The present investigation has several limitations as discussed in the following paragraph. This study was a single-center investigation. Although the computed sample size was based on PaO2/FiO2 modifications switching from supine to prone position, it was suitable to describe the lung ultrasound changes across all study steps. In interpreting our data, it is worth to consider the difference between conventional ARDS and COVID-19-related ARDS in terms of uncoupling between clinical presentation and anatomical characteristics of the lung due to the involvement of lung perfusion mainly at an early stage [28]. The cohort population of this study was not standardized for the COVID-19 ARDS phenotype or disease history. In addition, patients of this cohort study may have undergone one to two pronation attempts before the study enrollment. As a consequence, the response to maneuvers performed during the study might be affected by previous pronation attempts. We employed quantitative lung ultrasound to assess the lung aeration in our patients’ population. This tool has demonstrated a good diagnostic accuracy for COVID-19 pneumonia when compared to CT scan [13]. However, LUS has been introduced in pre-COVID-19 era for quantification of lung aeration. Thus, the irregular distribution of the interstitial involvement and consolidation alternating with spared areas at lung sonographic examination may raise several concerns on the accuracy of the LUS in assessing pulmonary aeration in COVID-19-related ARDS [29]. In addition, a new LUS examination relying on the evaluation of the pulmonary lesion extension and not the degree of lung aeration may be usefully employed to follow the progression of COVID-19 disease and personalize the treatments [29, 30].

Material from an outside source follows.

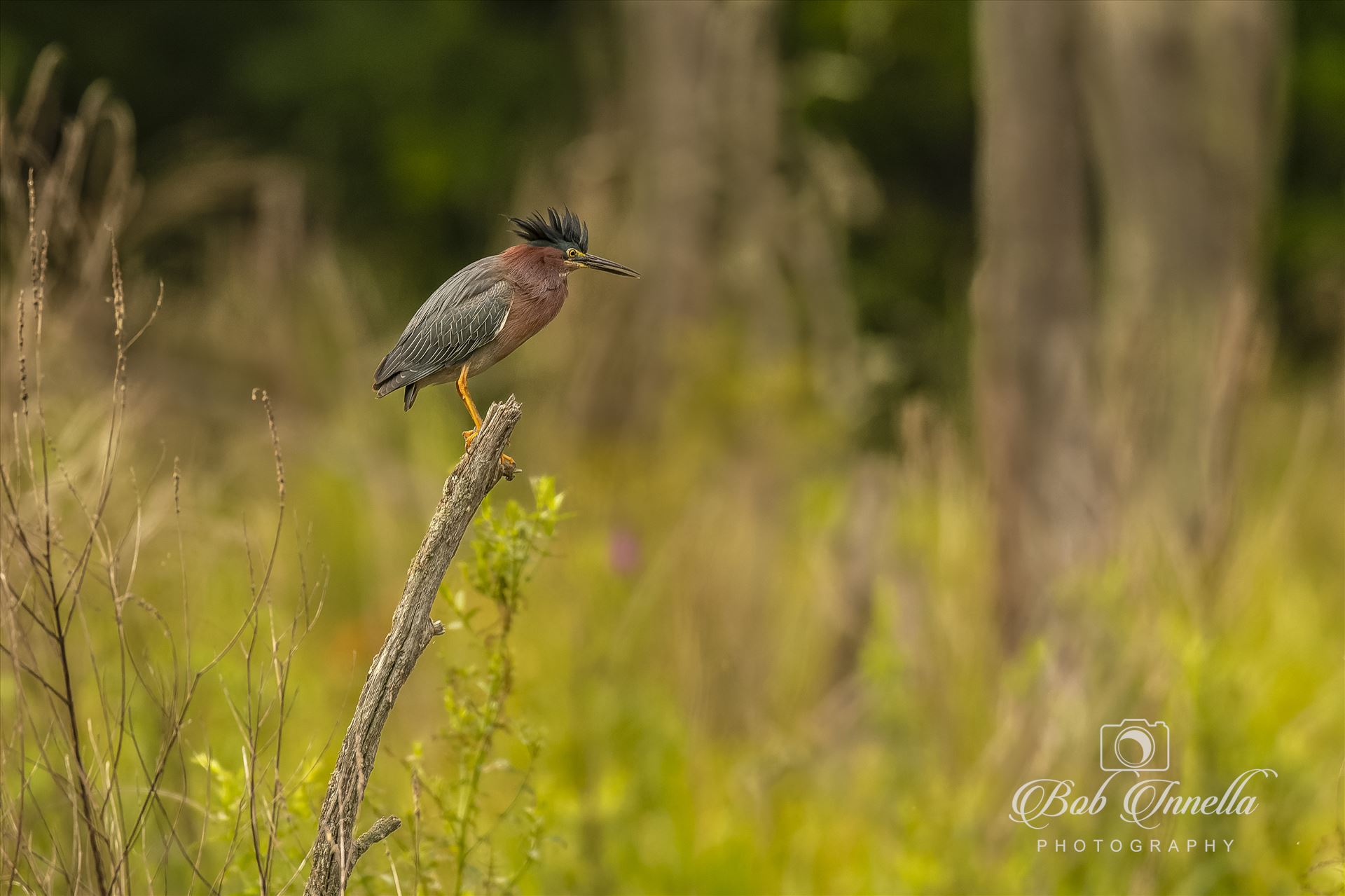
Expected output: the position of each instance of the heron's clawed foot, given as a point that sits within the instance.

In our series, we did not evaluate lung aeration and perfusion with computer-tomography scans or advanced respiratory monitoring tools, such as using electrical impedance tomography. Accordingly, we were not able to provide data and draw any conclusion about global and regional lung overdistension as well as lung perfusion modifications occurring at any time during the study. Due to it being a single-center analysis, further multicenter trials are required.

Conclusions

In our single-center preliminary observational study, as assessed through bedside lung ultrasound, recruitment maneuver improved lung aeration in the most of lung regions evaluated, whereas prone position enhanced the posterior lung regions’ aeration at the expense of the anterior lung regions.